Economic Growth
Between 1945 and 1973, when a high percentage of workers were in unions, wages kept pace with rising productivity, prosperity was widely shared and economic growth—and America’s middle class—was strong. Since 1973, the number of of people in unions have declined, causing real wages to stagnate, even though workers’ productivity has steadily risen.
Productivity
According to a recent survey of 73 independent studies on unions and productivity: “The available evidence points to a positive and statistically significant association between unions and productivity in the U.S. manufacturing and education sectors, of around 10 and 7 percent, respectively.”
Some scholars have found an even larger positive relationship between unions and productivity. According to Brown and Medoff, “unionized establishments are about 22 percent more productive than those that are not.”

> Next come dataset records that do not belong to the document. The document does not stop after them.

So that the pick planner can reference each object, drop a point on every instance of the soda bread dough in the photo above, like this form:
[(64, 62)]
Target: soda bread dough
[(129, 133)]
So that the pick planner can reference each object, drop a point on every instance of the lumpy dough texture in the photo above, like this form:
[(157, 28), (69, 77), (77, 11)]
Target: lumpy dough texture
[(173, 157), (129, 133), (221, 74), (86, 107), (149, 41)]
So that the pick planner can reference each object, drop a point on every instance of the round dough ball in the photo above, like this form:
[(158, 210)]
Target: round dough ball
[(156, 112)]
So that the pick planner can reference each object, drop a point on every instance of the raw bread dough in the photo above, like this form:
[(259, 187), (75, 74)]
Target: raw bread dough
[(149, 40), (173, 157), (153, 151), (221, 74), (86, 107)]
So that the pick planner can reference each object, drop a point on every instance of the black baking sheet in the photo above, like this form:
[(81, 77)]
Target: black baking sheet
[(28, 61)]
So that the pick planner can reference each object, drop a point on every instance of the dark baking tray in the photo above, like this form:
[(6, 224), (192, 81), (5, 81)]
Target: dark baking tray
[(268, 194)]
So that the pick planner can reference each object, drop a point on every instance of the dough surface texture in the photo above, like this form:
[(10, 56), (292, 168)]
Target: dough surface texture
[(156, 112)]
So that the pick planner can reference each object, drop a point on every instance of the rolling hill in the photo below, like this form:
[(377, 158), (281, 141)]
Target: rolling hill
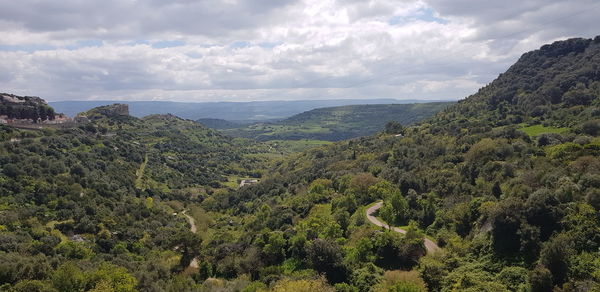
[(253, 111), (505, 182), (337, 123)]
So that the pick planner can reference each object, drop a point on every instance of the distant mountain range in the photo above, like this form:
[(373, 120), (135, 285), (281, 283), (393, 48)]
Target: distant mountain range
[(232, 111), (331, 123)]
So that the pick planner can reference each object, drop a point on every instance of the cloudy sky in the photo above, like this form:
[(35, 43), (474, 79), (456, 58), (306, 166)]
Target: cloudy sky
[(241, 50)]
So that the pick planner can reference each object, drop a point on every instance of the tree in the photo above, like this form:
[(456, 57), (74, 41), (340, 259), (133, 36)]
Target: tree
[(326, 257), (540, 279), (393, 127), (556, 256), (68, 278), (366, 277)]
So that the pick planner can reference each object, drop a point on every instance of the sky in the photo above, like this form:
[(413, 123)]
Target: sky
[(244, 50)]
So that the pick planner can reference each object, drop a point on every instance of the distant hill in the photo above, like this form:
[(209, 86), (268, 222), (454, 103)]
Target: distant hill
[(338, 123), (232, 111), (219, 124)]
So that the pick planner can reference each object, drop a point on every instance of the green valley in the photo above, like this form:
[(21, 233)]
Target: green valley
[(335, 123), (497, 192)]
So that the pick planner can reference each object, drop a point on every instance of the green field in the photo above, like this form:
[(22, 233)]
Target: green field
[(536, 130), (338, 123)]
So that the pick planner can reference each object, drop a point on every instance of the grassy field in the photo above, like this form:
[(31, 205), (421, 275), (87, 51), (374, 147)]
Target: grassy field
[(536, 130), (338, 123)]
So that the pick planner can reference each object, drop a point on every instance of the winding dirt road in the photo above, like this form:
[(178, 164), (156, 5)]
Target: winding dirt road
[(430, 246), (194, 262)]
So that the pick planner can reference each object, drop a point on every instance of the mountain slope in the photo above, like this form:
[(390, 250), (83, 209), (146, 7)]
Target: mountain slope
[(24, 108), (502, 201), (338, 123)]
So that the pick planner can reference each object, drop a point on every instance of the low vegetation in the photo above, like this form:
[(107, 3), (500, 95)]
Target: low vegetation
[(512, 208)]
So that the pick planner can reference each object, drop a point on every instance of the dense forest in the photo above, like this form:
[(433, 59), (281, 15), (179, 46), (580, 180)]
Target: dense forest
[(506, 182), (25, 107), (332, 123)]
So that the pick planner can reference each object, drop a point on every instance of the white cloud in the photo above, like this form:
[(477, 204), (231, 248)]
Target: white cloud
[(260, 50)]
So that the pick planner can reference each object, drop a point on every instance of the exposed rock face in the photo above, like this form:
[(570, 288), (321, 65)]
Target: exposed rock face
[(117, 109)]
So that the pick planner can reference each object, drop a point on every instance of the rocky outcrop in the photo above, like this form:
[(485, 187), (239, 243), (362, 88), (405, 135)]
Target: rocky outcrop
[(14, 108)]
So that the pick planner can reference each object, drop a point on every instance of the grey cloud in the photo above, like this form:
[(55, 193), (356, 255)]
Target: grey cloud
[(114, 19), (516, 20)]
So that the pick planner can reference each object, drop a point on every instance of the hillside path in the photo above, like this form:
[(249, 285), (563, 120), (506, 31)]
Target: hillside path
[(430, 246), (194, 262)]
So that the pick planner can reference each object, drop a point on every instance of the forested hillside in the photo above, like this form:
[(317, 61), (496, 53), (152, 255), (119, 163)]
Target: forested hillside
[(337, 123), (96, 206), (24, 108), (505, 182)]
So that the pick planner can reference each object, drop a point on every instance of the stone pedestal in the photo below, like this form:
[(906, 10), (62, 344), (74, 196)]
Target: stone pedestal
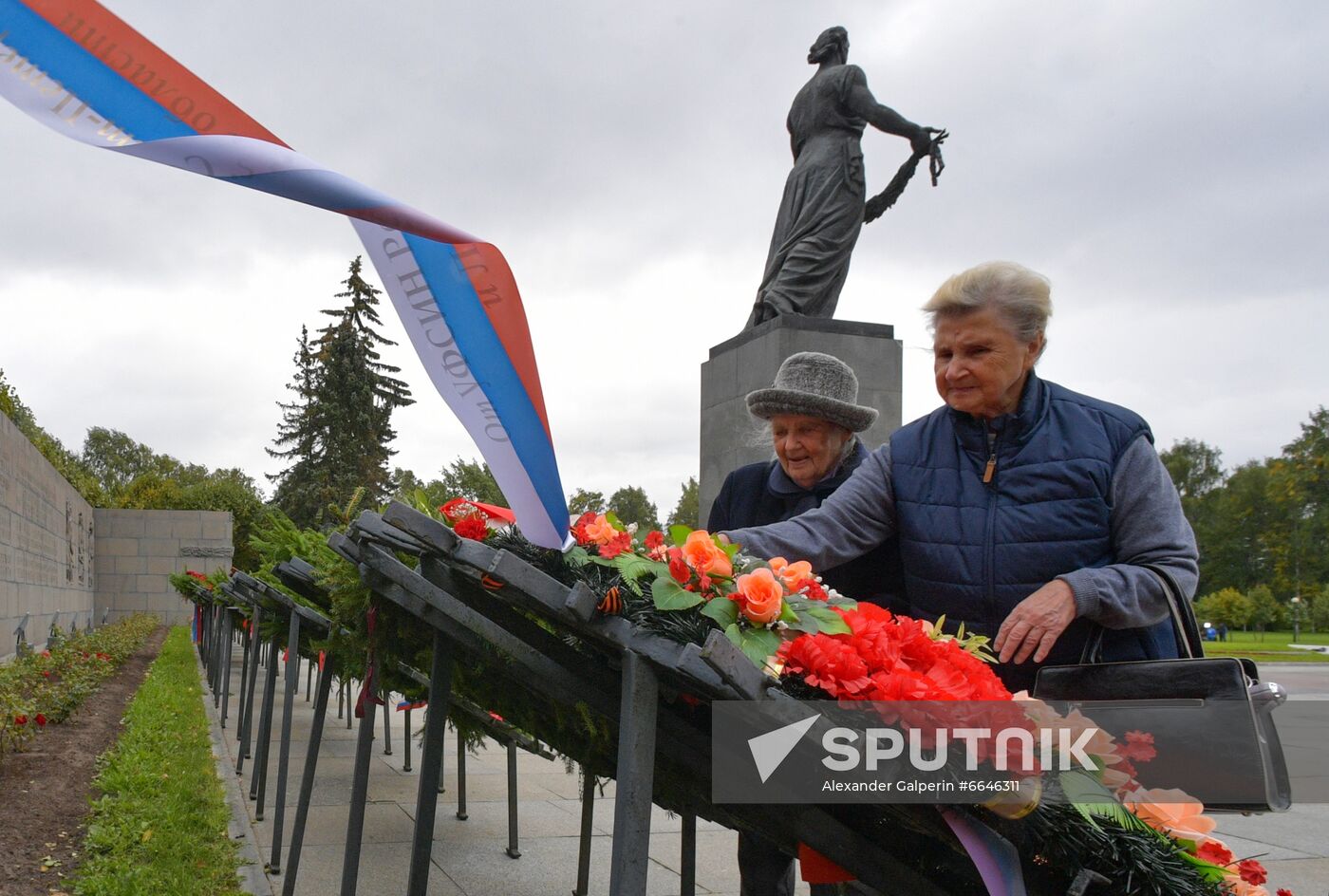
[(733, 438)]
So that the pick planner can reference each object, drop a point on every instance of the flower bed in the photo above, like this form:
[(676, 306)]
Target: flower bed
[(686, 585), (46, 687)]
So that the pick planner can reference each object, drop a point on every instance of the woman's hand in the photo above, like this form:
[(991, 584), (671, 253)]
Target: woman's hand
[(1036, 624)]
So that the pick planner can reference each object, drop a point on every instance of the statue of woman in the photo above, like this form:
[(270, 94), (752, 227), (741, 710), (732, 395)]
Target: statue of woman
[(823, 205)]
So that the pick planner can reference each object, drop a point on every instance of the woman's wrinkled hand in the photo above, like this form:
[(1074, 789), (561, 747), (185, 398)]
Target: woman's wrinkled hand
[(1034, 625)]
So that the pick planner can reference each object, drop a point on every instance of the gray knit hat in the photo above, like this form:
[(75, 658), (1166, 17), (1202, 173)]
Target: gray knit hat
[(816, 385)]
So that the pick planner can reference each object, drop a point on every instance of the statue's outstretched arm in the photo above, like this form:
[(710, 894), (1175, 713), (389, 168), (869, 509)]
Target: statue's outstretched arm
[(863, 103)]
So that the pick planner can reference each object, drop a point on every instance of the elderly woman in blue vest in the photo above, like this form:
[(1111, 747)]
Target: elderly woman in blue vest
[(1022, 508), (814, 423)]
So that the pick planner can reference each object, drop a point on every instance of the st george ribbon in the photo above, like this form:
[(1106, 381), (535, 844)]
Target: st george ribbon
[(79, 69)]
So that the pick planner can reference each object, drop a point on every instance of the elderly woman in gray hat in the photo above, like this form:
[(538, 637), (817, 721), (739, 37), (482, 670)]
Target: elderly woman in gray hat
[(814, 418), (1032, 513)]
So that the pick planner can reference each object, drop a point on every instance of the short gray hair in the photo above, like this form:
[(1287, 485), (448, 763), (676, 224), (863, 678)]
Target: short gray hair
[(1022, 297)]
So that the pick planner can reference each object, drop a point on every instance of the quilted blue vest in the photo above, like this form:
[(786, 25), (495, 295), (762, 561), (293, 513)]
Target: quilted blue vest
[(972, 550)]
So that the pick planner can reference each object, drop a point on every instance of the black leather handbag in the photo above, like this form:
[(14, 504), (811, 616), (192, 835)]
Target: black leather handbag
[(1211, 719)]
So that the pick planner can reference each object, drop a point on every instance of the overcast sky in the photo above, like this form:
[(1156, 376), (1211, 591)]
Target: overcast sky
[(1166, 165)]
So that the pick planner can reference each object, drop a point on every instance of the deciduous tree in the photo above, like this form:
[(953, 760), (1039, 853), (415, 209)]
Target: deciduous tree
[(686, 512), (631, 505)]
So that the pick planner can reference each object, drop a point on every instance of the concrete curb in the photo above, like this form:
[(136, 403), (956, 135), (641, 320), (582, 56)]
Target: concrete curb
[(252, 878)]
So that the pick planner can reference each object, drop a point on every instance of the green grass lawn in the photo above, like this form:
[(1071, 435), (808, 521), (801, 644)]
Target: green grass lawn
[(161, 823), (1269, 646)]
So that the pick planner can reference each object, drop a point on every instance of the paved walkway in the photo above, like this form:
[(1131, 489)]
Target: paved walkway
[(469, 855)]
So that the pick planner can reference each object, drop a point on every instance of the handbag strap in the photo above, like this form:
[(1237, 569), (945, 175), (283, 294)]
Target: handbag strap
[(1189, 644)]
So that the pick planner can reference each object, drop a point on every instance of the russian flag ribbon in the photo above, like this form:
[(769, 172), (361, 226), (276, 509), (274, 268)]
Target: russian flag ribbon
[(79, 69)]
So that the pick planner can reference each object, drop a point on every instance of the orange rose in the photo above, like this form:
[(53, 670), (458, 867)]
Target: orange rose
[(704, 556), (791, 573), (1172, 812), (763, 596), (600, 531)]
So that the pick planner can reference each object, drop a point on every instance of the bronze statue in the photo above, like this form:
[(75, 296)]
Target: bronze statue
[(823, 208)]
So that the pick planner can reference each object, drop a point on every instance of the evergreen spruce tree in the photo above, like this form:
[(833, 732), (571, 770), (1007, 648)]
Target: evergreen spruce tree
[(301, 488), (339, 428)]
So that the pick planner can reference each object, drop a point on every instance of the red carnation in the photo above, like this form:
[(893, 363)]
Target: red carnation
[(580, 527), (472, 527), (678, 568), (1212, 851), (827, 663), (458, 508), (1252, 871), (1139, 746)]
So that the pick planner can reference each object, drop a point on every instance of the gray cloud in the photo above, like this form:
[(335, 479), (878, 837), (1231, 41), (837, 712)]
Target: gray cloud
[(1162, 162)]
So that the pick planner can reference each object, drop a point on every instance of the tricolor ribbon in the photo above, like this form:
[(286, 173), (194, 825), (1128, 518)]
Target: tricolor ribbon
[(993, 855), (79, 69)]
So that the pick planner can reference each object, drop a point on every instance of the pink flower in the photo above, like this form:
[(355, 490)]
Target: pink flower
[(763, 597), (601, 531), (704, 556), (1172, 812)]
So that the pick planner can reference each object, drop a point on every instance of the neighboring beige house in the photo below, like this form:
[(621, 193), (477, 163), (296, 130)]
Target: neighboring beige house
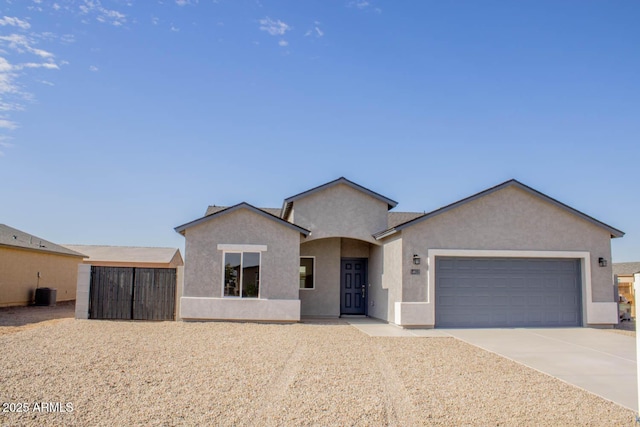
[(129, 256), (628, 274), (128, 282), (508, 256), (28, 262)]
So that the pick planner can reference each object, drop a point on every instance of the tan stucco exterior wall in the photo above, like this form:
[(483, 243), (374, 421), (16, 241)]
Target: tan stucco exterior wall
[(385, 278), (341, 211), (279, 273), (626, 288), (507, 219), (324, 299), (19, 275)]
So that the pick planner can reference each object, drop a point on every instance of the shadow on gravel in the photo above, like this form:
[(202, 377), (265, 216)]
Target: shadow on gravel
[(22, 316)]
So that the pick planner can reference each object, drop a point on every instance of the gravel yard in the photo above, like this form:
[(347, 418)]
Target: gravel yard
[(178, 373)]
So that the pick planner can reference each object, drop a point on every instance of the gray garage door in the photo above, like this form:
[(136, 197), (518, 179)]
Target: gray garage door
[(507, 292)]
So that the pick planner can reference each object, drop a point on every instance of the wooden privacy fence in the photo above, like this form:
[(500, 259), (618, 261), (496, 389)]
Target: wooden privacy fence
[(132, 293)]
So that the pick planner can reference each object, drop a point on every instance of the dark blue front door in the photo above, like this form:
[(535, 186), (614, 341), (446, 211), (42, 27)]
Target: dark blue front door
[(353, 282)]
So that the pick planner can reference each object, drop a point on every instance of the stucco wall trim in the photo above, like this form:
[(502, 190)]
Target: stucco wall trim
[(240, 309), (242, 248)]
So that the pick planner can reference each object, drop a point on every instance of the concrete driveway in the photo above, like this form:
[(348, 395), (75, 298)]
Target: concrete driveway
[(602, 362)]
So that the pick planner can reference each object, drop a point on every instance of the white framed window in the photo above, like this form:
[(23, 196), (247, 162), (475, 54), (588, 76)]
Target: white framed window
[(241, 276), (307, 272)]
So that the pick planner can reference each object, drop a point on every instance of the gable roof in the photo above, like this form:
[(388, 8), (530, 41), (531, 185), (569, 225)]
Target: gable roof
[(511, 183), (12, 237), (626, 268), (244, 205), (288, 202), (128, 253), (396, 218)]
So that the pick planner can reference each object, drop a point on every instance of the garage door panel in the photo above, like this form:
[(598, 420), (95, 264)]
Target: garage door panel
[(505, 292)]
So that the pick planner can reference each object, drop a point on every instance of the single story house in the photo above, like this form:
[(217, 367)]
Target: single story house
[(128, 282), (505, 257), (28, 262), (628, 274)]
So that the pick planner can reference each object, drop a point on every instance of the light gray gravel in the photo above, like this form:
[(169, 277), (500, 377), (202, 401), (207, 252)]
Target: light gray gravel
[(177, 373)]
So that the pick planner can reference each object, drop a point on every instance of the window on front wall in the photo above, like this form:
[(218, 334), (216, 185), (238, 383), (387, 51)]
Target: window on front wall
[(242, 274), (307, 272)]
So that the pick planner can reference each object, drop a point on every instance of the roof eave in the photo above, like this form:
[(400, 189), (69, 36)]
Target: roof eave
[(385, 233)]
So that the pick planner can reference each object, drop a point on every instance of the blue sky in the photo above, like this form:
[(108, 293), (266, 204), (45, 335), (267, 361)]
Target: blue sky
[(120, 120)]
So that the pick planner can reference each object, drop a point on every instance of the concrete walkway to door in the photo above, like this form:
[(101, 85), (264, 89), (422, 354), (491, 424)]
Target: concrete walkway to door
[(599, 361)]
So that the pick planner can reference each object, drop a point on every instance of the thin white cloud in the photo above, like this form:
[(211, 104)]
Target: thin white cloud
[(275, 28), (5, 144), (363, 4), (47, 65), (315, 31), (360, 4), (14, 22)]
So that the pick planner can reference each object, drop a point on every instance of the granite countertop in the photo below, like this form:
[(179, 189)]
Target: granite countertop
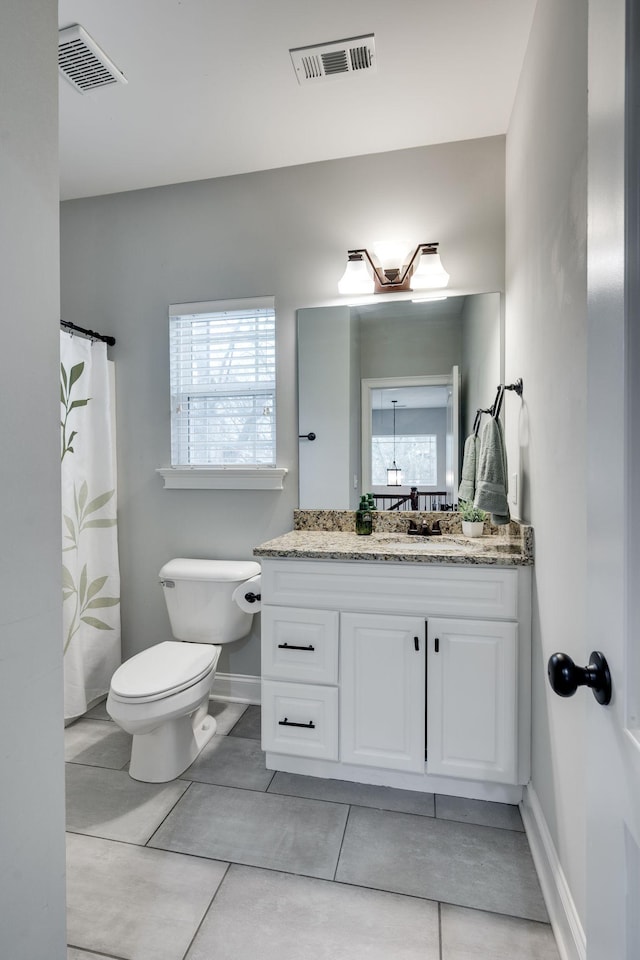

Professors Michael Ash and Jean Ann Seago say heart attack recovery rates are higher in hospitals where nurses are in unions than in hospitals without unions. According to Professor Paul Clark, nurses, through their unions, improve patient care by negotiating contracts that raise staff-to-patient ratios, limit excessive overtime and improving nurse training.
Training
Several studies in have found a positive link between unionization and the amount and quality of workforce training. Unionized workplaces are more likely to offer formal training and this is especially true for small firms. Workers, through their unions, often negotiate contracts that include training, and unions often hold their own training.